The same is true for me. I like to be part of a team. I like to contribute to, and learn from, those around me. I like the honest give and take that's possible in a dynamic team. Yet sometimes I forget that in some teams, I don't have much voice and choice--the script is written, the directions set, and the work expected. There's little room for innovation, ideas, or me. Instead, on those teams, I'm a "do-it"--a worker in the field expected to follow the orders, and get the job done.
As Pink notes in his book, Drive, to work without autonomy, purpose, and mastery is not fulfilling, and challenges your potential. I guess the one upside of situations with little to no autonomy, purpose, and mastery is that those situations let you know what it's like to be unheard and without choice thus creating empathy for the others in your world that share that experience. It makes you want to reach out more to the children with ideas, interests, and needs--"How can I help?" you plan to ask more often, and "How can we develop our sense of team in this classroom with greater commitment and care?"
Hence, I'll cull the good from the not so good, and return to the classroom with an increased focus on team, communication, and care. I'll continue to learn when I can and how I can to do well by the children I serve and the colleagues I collaborate with.
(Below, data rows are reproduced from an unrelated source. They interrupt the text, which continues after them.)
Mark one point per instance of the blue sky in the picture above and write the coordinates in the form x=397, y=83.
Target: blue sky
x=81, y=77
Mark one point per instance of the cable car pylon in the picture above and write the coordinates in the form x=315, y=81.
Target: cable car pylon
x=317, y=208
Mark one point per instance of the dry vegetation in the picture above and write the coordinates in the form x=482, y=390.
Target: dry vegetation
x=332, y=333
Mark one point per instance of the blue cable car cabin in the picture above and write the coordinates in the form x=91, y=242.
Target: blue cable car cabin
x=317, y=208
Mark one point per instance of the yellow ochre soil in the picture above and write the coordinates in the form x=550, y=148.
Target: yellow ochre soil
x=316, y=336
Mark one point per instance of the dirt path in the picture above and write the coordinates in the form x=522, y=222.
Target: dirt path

I will also look for, and continue to engage with, collaborators who share my vision and quest to develop holistic learning programs, programs that serve students in multiple, meaningful ways, not just ways that result in sufficient standardized test scores. Yes, I want all of my students to succeed on standardized tests, and generally my students do well, but I don't equate all learning to test scores, and I don't believe in programs that make test scores more important than a meaningful, holistic, inspiring learning experience. I continue to believe that with good teamwork, we can achieve both--fine test scores and a comprehensive, dynamic, varied learning program. Perhaps I'm wrong about that, but initially my goal this year was to do both, and I must say it is a goal that's hard to achieve without team, support, goals, and clear vision.
More to learn, another turn in the twisty road of learning/teaching.